Building for Scalability - Parallel Computing Stack
Because of the extreme variability of the process we did not initially know the levels
of computing capacity that would be required. We wanted adequate capacity to handle
what might be coming, but at the same time we didn't want to overbuild. We also expected
the need for fluctuation in processing capacity to allow for additional document types,
seasonal variations in volume, and changes in the process over time. Our approach
was a flexible parallel computing stack, running as an internal cloud within our secure
environment.
Each of the processes described above runs on its own server. When a process completes,
it is handed off to another server which is specialized in that next process, and
so on, until the document is completely processed. Parallel processors are in place
to handle volume and also eliminate the concern that a large document could hog a
process leaving all other documents in queue behind it. We already had a robust Process
Control Software system (DCLPCS) to track the location of each document in a process.
We added load-balancing capability to invoke multiple instances of each of the processing
engines, as needed, to support simultaneous processing of multiple applications. The
various processes run at different speeds. For example, OCR might take more time than
text conversion, requiring varying numbers of parallel processors for each process.
The load-balancing software allows us to spin up additional processors based on volume
and backlog. This approach has allowed for processing fluctuations in volume ranging
from 500,000 pages per month to 2.5 million pages per month without strain, and it
permits further expansion to ten times that volume.

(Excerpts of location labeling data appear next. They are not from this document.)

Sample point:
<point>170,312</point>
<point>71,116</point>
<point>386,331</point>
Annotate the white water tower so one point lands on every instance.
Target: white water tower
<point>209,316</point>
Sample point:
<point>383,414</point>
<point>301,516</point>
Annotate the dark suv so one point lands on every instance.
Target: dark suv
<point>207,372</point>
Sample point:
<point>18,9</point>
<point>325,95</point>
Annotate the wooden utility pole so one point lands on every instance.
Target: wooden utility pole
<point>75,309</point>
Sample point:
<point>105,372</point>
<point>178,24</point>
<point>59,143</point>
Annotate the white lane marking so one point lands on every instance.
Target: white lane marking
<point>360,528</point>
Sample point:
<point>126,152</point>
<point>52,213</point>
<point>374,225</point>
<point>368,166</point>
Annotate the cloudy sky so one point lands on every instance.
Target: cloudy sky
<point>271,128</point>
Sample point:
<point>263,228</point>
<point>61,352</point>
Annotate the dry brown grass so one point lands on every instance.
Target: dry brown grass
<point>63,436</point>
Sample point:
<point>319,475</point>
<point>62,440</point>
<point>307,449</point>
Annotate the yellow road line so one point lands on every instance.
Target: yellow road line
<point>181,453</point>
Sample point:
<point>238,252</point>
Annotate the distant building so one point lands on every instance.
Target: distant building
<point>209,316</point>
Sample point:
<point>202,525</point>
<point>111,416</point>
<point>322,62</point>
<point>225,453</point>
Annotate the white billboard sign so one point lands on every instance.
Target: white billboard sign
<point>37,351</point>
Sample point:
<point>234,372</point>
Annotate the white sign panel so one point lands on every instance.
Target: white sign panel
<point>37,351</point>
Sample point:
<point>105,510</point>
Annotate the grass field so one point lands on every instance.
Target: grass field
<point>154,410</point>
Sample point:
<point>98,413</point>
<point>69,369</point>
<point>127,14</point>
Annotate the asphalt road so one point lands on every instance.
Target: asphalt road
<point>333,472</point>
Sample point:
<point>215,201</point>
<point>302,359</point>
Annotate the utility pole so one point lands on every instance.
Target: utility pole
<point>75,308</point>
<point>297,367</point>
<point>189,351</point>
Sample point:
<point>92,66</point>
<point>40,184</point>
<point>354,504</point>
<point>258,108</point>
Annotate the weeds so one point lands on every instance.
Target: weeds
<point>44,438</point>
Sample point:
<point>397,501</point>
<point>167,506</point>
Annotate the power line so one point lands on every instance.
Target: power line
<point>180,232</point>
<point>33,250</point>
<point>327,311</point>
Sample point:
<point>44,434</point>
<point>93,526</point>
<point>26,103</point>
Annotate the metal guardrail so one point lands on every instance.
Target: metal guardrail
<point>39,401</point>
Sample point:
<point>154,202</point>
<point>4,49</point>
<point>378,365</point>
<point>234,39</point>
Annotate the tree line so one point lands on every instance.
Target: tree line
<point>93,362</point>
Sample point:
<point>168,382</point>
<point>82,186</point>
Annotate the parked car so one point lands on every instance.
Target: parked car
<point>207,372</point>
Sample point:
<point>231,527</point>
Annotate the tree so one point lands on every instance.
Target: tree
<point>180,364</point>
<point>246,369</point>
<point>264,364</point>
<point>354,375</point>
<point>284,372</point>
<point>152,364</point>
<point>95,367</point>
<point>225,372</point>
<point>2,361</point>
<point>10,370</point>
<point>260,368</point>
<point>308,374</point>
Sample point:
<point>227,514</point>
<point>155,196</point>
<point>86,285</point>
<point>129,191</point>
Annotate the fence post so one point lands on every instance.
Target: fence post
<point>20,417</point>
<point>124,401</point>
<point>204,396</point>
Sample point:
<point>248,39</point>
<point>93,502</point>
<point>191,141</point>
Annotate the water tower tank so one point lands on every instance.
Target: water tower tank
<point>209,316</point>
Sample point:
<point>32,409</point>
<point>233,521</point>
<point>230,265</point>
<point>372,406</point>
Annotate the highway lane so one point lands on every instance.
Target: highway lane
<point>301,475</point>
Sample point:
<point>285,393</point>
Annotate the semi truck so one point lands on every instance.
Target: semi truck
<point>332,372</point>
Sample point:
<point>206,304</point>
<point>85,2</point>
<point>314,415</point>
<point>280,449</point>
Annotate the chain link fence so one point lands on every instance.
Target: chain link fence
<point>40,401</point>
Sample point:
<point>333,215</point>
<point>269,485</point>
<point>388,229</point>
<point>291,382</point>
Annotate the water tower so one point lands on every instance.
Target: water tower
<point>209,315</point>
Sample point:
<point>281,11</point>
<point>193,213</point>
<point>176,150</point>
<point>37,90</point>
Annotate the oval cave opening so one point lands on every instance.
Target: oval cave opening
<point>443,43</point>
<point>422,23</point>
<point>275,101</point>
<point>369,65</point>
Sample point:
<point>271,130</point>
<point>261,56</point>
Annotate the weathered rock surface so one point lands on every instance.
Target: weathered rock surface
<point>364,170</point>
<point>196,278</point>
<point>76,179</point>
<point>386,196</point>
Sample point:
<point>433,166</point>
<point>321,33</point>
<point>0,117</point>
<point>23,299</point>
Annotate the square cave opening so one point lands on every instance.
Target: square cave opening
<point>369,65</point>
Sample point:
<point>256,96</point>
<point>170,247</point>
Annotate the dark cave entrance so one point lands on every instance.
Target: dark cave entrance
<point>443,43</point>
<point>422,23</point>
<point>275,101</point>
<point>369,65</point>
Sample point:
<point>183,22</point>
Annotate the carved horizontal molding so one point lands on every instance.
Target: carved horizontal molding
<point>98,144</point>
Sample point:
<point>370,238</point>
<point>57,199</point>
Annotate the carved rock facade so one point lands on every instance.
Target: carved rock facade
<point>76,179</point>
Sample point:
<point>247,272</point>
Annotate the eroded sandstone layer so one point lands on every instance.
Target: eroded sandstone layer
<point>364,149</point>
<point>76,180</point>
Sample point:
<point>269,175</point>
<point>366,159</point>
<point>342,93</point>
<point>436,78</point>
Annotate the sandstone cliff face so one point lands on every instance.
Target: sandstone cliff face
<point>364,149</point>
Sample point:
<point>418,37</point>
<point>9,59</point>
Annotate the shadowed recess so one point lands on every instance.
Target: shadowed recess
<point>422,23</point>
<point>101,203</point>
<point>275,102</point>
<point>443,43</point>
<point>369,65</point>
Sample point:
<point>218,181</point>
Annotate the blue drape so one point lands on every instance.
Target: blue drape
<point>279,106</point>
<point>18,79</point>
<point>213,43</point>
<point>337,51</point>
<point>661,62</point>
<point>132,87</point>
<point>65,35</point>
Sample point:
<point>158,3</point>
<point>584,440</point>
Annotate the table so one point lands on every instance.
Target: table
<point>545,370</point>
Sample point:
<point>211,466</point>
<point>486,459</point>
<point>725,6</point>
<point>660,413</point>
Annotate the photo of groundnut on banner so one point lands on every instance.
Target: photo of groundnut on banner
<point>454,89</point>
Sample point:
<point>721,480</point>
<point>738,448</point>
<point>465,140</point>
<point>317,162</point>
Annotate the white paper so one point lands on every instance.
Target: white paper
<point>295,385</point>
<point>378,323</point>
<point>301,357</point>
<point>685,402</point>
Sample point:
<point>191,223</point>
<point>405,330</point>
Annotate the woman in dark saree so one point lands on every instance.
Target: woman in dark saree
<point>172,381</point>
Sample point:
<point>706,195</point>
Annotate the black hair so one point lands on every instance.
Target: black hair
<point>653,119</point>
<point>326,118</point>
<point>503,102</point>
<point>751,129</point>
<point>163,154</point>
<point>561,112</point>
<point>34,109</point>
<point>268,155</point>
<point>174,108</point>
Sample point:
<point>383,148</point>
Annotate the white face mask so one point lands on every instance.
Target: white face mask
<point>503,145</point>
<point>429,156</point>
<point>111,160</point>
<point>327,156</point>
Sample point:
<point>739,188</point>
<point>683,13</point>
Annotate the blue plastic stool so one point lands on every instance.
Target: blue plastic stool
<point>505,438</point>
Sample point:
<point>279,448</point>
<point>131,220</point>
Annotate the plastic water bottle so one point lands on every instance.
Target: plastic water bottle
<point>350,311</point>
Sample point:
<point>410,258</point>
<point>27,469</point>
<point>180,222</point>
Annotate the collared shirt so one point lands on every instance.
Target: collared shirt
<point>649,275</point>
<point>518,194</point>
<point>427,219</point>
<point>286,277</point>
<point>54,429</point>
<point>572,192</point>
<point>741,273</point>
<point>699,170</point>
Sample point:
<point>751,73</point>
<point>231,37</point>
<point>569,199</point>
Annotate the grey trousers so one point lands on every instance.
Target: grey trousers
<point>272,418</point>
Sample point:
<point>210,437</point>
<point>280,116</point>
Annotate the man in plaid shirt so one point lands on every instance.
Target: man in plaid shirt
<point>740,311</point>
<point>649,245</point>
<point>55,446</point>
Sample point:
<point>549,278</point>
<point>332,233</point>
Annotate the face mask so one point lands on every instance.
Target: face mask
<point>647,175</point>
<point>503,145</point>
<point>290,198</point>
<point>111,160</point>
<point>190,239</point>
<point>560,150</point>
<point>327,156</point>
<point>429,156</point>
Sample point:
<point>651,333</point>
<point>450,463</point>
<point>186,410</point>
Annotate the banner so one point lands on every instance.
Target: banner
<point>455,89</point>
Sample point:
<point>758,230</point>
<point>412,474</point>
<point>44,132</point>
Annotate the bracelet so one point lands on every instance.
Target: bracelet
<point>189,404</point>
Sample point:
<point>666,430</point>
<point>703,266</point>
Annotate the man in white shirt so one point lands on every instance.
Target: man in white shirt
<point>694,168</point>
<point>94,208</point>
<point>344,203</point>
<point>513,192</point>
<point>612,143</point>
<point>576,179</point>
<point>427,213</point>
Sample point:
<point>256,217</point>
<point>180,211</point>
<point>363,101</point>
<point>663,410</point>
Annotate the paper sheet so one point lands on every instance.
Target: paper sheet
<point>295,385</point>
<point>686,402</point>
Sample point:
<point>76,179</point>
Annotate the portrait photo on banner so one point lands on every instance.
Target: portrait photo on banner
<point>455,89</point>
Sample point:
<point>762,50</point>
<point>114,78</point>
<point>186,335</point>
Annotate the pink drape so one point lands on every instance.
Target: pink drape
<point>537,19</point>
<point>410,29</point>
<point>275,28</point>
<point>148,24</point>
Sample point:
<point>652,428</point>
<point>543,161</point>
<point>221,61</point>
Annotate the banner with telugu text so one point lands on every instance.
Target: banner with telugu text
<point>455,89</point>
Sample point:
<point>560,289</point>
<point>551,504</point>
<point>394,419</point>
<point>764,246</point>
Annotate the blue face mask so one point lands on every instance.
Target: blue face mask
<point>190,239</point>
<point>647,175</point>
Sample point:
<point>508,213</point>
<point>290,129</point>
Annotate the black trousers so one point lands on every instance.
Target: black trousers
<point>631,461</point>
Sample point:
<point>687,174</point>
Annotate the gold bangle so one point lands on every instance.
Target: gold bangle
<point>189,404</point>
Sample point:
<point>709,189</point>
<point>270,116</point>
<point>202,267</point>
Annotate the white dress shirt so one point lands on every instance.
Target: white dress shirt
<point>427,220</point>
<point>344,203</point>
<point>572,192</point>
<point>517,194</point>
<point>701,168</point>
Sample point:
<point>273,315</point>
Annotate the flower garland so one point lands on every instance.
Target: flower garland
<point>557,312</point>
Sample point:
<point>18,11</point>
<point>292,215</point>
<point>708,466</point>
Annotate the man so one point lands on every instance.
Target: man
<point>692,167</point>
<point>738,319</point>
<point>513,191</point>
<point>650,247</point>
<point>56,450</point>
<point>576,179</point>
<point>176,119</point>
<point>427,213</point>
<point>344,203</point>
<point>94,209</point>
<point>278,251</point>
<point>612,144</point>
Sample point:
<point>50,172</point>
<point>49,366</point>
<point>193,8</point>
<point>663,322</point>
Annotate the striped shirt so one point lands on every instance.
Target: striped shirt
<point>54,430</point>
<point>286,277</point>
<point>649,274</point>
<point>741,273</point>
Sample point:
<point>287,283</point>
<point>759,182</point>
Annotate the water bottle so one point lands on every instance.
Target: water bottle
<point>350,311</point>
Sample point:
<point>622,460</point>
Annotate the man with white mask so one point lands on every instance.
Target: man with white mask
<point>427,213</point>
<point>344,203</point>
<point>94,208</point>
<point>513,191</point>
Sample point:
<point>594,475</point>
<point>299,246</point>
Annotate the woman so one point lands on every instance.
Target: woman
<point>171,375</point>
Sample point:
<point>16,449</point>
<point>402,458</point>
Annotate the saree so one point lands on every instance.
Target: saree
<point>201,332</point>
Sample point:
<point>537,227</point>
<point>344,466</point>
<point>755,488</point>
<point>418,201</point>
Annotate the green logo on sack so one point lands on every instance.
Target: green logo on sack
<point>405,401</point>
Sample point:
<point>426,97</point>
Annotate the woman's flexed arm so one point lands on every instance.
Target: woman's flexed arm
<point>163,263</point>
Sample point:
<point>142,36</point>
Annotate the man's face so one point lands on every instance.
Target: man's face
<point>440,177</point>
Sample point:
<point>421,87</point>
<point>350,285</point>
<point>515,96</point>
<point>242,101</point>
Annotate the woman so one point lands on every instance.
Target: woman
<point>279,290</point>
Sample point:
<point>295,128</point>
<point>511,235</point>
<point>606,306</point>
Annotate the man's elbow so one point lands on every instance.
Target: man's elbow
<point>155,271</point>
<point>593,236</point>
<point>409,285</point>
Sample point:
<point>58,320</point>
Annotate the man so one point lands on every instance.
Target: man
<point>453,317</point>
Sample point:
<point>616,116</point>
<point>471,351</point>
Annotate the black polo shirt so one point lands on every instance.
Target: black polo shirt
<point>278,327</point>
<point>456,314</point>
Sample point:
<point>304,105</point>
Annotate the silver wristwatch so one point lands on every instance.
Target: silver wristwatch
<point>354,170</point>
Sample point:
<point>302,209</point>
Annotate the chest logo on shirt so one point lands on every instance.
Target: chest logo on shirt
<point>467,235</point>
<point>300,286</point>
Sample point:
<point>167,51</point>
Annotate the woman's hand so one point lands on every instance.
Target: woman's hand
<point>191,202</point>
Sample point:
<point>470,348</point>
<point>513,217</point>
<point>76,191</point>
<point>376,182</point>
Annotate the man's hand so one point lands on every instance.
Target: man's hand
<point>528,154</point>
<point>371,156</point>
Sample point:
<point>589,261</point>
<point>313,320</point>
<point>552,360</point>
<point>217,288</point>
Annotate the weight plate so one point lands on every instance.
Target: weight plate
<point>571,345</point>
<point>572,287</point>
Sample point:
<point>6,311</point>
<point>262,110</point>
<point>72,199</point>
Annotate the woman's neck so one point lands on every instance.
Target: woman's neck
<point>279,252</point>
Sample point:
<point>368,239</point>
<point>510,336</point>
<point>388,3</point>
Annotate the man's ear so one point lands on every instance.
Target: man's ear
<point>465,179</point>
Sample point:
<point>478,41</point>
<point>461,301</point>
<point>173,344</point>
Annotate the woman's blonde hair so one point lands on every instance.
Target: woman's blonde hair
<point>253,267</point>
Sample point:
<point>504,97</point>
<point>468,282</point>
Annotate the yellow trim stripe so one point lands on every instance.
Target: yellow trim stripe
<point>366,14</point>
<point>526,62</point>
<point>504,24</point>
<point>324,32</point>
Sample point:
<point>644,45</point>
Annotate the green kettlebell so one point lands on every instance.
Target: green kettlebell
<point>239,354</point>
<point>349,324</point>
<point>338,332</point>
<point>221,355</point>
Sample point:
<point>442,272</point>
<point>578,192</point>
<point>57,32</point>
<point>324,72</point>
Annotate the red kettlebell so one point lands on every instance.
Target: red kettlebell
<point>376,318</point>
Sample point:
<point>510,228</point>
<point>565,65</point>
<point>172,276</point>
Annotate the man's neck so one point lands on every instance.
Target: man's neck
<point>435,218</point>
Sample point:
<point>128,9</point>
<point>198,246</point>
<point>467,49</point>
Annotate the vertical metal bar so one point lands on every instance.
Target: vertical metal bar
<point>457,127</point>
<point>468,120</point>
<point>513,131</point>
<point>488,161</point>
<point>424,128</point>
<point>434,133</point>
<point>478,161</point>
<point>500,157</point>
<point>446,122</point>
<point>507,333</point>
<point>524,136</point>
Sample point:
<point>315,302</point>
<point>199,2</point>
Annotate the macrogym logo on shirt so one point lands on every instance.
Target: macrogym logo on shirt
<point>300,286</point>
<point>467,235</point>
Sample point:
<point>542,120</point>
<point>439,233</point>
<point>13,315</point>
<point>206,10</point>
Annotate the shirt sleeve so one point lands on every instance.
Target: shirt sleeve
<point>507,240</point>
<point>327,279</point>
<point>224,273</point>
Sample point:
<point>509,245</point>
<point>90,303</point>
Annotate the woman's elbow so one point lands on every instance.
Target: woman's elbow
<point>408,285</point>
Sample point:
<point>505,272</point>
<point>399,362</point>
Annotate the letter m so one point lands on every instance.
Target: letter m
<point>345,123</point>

The Business Value to USPTO
We’ve described what we’ve done to produce the XML-based product we have today, which
is processing millions of pages monthly. But it does not have value on its own. To
justify this effort, you have to use the data. This XML was designed with the intended
use of the data in mind. The following screenshots of the USPTO's new internal tools
show this data being leveraged to provide functionality to examiners.
The Claim Tree
This is an application document, particularly a claim set. You can see that the XML
is used to create a claim tree for an examiner. They can do this pretty easily when
there are only a few claims, but for those cases with hundreds of claims, this can
take a while, and it is critical to a good examination.
Also note that the body of the text from this document includes a chemical formula.
The process extracted it, converted it to SVG, and then reinserted it as properly
placed in the XML. We render it for the examiner to consider during the examination.
Traditional OCR would have obliterated this formula and forced the examiner to refer
back to the original image.
We can also start evaluating the data of the document. Above, we do an automated
summary of the status of the claims. We also provide term and phrase identification,
including frequency of use.
This last illustration shows that we can leverage the XML to compare two documents
and show the examiner the difference between them marked-up as if done by a track-changes
system.
These figures only show the beginning of the functionality we envision to be powered
by the data in our documents.
Summary
While government and industry have been working on getting to a paperless environment
for at least four decades, and have accomplished the goal for many internal processes,
when it comes to moving information among organizations, some form of paper or image
presentation is still the norm. This was the battle that USPTO has been facing, as
have many governmental agencies and commercial entities. This paper presents an approach
that USPTO, working with DCL and CGI, is successfully using to process millions of
pages that arrive as images, and converting them to rich XML which is used extensively
to automate downstream processes at USPTO. While the target DTD is specific to USPTO,
the approach and processes are expandable to solve similar problems for many organizations
that work with large volumes of incoming documents.